Multimodal large language models (LMMs) excel in world knowledge and problem-solving abilities. Through the use of a world-facing camera and contextual AI, emerging smart accessories aim to provide a seamless interface between humans and LMMs. Yet, these wearable computing systems lack an understanding of the user's attention. We introduce GazeGPT as a new user interaction paradigm for contextual AI. GazeGPT uses eye tracking to help the LMM understand which object in the world-facing camera view a user is paying attention to. Using extensive user evaluations, we show that this gaze-contingent mechanism is a faster and more accurate pointing mechanism than alternatives; that it augments human capabilities by significantly improving their accuracy in a dog-breed classification task; and that it is consistently ranked as more natural than head- or body-driven selection mechanisms for contextual AI. Moreover, we prototype a variety of application scenarios that suggest GazeGPT could be of significant value to users as part of future AI-driven personal assistants.
Paper Structure (32 sections, 7 figures)

This paper contains 32 sections, 7 figures.

Figures (7)

  • Figure 1: We introduce GazeGPT, a human-centric interface to generative AI models. Current AI models are exceptional at ingesting multimodal data and providing reasonable responses, but often lack the fundamental information to identify the object of interest to the human user. GazeGPT uses a combination of a gaze tracker and a world-facing camera to provide context to user queries. The query, along with a multiscale crop around the object of interest, is uploaded to a multimodal large language model, like GPT-4V, which can provide better responses with the included context. This new interface to AI has the potential to fundamentally change how humans access information.
  • Figure 2: The Zinn Labs DK1 Evaluation Kit.
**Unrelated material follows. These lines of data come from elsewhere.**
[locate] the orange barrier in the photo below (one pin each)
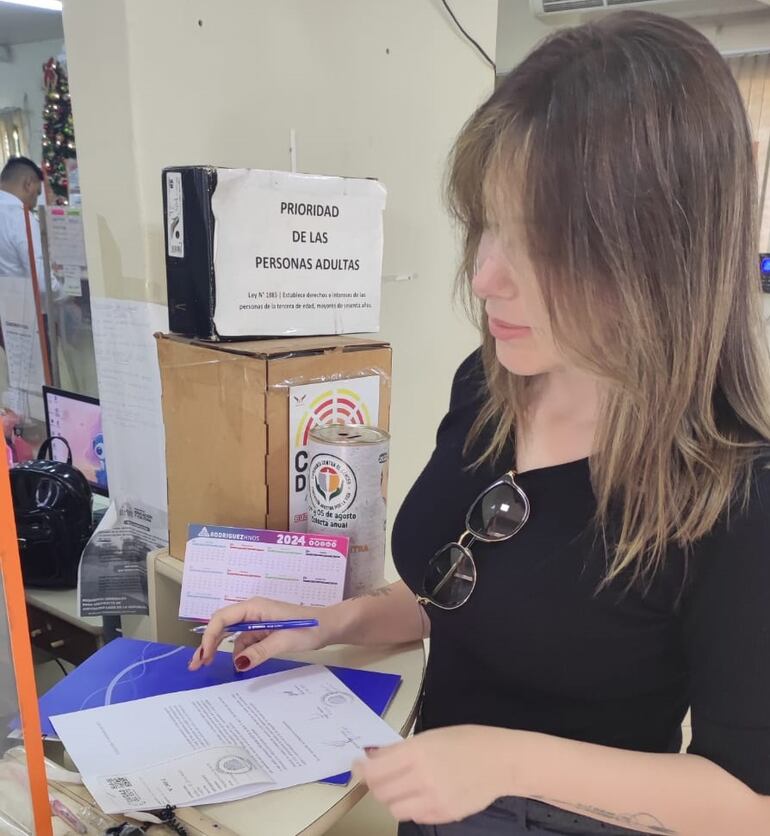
(21, 653)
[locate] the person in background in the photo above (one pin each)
(21, 183)
(588, 547)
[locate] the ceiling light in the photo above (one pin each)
(49, 5)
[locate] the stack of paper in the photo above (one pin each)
(221, 743)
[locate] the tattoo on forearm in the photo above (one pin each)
(376, 593)
(644, 822)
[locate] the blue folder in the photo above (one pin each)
(128, 669)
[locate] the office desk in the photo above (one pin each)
(310, 809)
(56, 627)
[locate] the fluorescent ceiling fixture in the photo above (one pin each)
(50, 5)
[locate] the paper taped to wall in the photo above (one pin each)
(129, 390)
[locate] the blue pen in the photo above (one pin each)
(250, 626)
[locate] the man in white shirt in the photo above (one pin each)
(21, 182)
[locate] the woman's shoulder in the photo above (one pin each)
(740, 540)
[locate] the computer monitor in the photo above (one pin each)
(78, 419)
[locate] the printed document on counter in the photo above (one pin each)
(221, 743)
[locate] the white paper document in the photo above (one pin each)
(130, 395)
(221, 743)
(22, 343)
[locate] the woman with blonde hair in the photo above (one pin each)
(588, 546)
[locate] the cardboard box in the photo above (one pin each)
(263, 253)
(228, 409)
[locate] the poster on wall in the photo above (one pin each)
(351, 401)
(66, 248)
(129, 393)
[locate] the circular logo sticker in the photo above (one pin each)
(332, 483)
(234, 765)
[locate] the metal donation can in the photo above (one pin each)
(347, 483)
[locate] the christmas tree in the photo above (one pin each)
(58, 129)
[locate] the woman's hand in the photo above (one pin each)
(438, 776)
(254, 648)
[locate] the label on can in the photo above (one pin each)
(347, 480)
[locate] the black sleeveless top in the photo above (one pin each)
(537, 647)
The major components used in the GazeGPT system (microphone, speaker, eye tracking cameras, and world-facing camera) are labeled.
  • Figure 3: An illustration of the multiscale capture concept. The narrowest field of view gives a detailed view of the car that the user is looking at, while the wider field of view images provide helpful context. At the same time, the total image size is reduced by an order of magnitude.
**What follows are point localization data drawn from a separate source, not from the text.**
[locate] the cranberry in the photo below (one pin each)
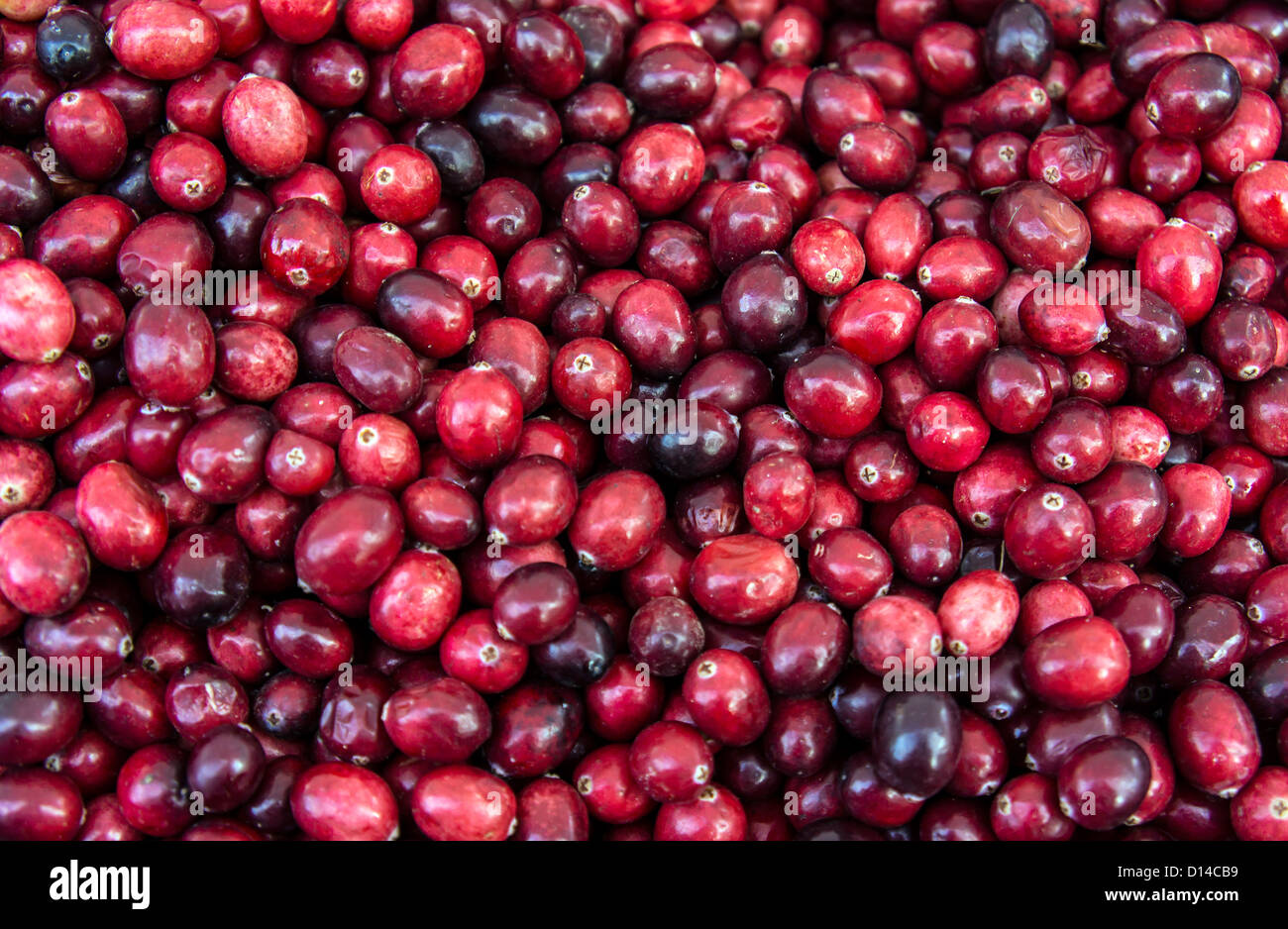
(726, 697)
(1214, 741)
(343, 802)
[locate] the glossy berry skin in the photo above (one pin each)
(726, 697)
(1214, 740)
(1047, 530)
(1103, 782)
(1077, 663)
(671, 762)
(338, 802)
(915, 741)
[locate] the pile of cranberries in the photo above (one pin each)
(503, 418)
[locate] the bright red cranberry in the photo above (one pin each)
(338, 802)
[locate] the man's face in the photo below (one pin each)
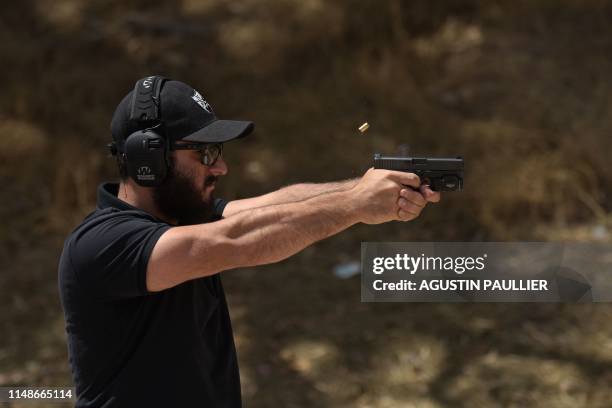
(186, 194)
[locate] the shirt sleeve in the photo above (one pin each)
(219, 205)
(110, 258)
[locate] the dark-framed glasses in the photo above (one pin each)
(209, 152)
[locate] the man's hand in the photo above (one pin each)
(385, 195)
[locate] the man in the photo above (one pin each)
(146, 316)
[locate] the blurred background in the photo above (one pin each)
(522, 89)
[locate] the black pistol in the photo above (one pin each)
(442, 174)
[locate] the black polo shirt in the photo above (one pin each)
(132, 348)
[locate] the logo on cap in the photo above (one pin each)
(200, 101)
(145, 173)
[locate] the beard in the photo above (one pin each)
(178, 199)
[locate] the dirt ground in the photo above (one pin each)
(304, 339)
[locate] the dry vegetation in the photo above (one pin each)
(521, 89)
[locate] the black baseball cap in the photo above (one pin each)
(184, 115)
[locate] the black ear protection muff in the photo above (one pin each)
(146, 150)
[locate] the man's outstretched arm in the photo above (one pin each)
(272, 233)
(289, 194)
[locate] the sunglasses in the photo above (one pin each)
(209, 152)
  • Figure 4: Results of selection evaluation for accuracy (left) and speed (right) for the selection target shown (top). Both the phone- and gaze- based selection modes achieved high accuracy (just under 2°), while the gaze-based selection mode was the fastest of all the modes. Significance is indicated at the **$p = 0.01$ and ***$p = 0.001$ levels. Errors bars indicate SE.
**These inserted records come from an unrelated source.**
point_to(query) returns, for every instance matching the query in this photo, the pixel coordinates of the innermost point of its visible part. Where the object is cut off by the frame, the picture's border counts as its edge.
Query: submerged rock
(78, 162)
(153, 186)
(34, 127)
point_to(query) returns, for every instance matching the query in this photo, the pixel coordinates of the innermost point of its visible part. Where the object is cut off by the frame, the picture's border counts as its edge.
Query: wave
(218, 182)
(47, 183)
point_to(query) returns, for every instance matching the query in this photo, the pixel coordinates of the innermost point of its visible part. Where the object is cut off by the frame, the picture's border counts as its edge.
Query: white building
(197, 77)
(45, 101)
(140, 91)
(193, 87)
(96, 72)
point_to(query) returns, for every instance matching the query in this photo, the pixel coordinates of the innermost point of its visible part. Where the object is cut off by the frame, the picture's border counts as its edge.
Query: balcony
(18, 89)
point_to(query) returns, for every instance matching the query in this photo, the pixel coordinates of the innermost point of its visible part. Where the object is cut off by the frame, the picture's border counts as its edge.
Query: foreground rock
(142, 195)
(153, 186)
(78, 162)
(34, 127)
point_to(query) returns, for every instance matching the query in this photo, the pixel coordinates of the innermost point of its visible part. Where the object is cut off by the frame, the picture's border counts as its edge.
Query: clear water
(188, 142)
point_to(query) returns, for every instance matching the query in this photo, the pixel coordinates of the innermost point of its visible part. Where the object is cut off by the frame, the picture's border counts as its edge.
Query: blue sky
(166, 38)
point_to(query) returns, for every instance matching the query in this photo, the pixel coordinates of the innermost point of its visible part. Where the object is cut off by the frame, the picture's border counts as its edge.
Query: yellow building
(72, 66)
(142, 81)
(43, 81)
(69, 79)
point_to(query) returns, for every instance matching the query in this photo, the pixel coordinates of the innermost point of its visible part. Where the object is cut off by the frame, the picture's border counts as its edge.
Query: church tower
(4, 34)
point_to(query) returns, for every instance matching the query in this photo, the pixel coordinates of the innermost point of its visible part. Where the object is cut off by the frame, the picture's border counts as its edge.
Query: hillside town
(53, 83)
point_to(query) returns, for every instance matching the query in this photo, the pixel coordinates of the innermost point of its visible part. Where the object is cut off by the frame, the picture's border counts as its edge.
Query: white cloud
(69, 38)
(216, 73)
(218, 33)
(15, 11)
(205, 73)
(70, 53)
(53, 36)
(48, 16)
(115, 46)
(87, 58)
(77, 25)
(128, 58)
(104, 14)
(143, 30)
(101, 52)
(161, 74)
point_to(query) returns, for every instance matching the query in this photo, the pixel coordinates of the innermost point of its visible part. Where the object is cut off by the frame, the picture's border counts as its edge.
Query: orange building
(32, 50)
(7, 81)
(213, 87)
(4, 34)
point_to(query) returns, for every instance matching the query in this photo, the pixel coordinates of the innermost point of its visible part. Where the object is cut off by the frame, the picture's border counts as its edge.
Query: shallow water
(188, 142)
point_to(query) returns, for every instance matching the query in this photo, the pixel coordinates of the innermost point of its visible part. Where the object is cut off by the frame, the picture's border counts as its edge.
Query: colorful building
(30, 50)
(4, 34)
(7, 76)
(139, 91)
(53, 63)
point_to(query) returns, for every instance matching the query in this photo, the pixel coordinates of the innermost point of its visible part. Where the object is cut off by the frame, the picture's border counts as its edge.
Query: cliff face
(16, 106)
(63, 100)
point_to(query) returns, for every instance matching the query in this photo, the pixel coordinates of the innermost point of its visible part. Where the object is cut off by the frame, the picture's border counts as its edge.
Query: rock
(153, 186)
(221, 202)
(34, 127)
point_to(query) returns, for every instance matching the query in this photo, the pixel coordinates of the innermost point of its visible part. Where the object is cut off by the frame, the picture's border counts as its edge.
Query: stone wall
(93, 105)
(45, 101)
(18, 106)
  • Figure 5: Example images used for the classification evaluation (left) and the results of the evaluation (right). Each trial displayed a 9$\times$9 grid of dog images on a white background to emulate a natural environment that may have many competing objects of interest. Gaze-based selection consistently outperforms the other selection modes and is the only one to outperform the users themselves. Significance is indicated at the **$p = 0.01$ and ***$p = 0.001$ levels. Errors bars indicate SE.